Oh, there's a gay one.
that we were talking about.
Yeah, go ahead.
But run the clip March.
I sent it to your phone.
But the head
of Polly Market,
the Polly Market's chief marketing
officer was having a conversation
with clavicular in a nightclub,
not realizing that they were Mike.
Let's take a look at what he had to say.
Oh, wow.
AI.
No, I think it's just a filter.
He's the guy.
Yeah, the conversation actually
about a specific bet.
Yeah, which March forgot to play.
But it's okay.
Oh my gosh.
It's okay, March.
But yeah, so that's like he was asking him about a specific bet.
What was the bat?
We don't know.
But he was asking about a specific.
I don't know.
But he was asking about a specific bet.
and he's about to reveal like information, insider information most likely.
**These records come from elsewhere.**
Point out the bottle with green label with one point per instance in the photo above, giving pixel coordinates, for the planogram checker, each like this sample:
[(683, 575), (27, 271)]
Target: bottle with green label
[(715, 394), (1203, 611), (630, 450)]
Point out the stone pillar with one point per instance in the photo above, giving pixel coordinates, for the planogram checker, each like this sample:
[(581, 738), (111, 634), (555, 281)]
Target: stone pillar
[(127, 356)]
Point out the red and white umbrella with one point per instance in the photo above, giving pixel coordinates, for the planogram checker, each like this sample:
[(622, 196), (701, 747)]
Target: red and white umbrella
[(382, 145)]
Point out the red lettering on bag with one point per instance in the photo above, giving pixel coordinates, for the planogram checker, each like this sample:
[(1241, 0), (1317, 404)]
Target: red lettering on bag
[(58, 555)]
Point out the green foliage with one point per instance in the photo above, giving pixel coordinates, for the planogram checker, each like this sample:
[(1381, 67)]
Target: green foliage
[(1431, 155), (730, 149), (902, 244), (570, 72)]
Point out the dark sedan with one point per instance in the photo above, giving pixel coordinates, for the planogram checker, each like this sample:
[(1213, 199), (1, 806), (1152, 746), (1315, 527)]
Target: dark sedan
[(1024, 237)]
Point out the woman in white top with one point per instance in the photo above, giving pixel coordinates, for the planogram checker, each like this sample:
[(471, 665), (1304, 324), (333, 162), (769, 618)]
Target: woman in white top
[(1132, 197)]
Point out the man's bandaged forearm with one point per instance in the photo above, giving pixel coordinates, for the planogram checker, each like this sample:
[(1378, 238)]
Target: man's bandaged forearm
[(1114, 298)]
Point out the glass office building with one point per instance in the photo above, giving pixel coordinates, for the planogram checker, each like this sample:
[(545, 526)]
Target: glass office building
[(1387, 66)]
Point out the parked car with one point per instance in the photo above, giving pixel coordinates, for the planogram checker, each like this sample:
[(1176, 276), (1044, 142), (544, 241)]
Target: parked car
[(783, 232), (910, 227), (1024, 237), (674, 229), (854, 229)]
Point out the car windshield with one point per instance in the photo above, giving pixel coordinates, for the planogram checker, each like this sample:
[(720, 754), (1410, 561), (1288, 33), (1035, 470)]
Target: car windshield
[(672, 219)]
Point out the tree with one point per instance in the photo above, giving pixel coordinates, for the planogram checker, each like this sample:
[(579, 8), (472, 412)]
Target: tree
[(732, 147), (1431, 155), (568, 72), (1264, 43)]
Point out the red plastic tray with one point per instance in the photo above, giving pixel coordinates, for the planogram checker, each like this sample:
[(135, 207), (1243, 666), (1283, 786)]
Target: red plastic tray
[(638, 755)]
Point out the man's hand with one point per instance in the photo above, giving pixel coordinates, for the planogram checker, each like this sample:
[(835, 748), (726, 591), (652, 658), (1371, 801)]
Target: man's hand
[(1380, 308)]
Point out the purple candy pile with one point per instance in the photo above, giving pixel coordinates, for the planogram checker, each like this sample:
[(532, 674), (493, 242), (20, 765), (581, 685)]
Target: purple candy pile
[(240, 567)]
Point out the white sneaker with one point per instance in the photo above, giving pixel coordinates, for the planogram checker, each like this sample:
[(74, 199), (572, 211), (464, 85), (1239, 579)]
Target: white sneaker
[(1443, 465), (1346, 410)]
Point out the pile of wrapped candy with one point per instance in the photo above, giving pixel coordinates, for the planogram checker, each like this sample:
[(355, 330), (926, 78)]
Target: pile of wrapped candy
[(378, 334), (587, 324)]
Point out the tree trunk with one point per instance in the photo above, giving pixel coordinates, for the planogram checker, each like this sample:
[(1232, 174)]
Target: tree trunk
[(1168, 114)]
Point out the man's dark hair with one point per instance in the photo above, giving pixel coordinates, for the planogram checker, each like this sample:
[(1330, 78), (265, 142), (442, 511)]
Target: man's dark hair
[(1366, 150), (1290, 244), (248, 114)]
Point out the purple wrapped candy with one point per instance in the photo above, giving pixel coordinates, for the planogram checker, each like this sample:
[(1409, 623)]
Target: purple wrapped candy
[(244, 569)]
Or at least that's the speculation, which was shocking to me.
Really?
Yeah, shocking.
I can't believe there's insider trading going on at Polly Market.
I'm shocked, shocked to find out there is gambling going on in this institution.
Yeah, well.
You're winning, sir.
It was unbelievably shocking.
I thought the integrity was sound.
And I thought that that's the reason why they had hired Donald Trump Jr.
to sit on the board of both Cal Sheet and Polymarket,
and I believe even predicted as well,
if I'm not mistaken, I might be wrong on that,
who also happens to be on the regulatory side of things as well.
So what do we think about how everything is gambling now,
especially considering?
Well, I don't know if you guys know,
but there's actually like a landmark case going on right now in college football
where one of the most sought-after quarterbacks in the country
got caught gambling on his own games previously.
Pete Rose.
Pete Rose.
No, he wasn't gambling.
Okay, to be fair, wasn't gambling against himself.
That's literally what Trump said the other day about Pete Rose.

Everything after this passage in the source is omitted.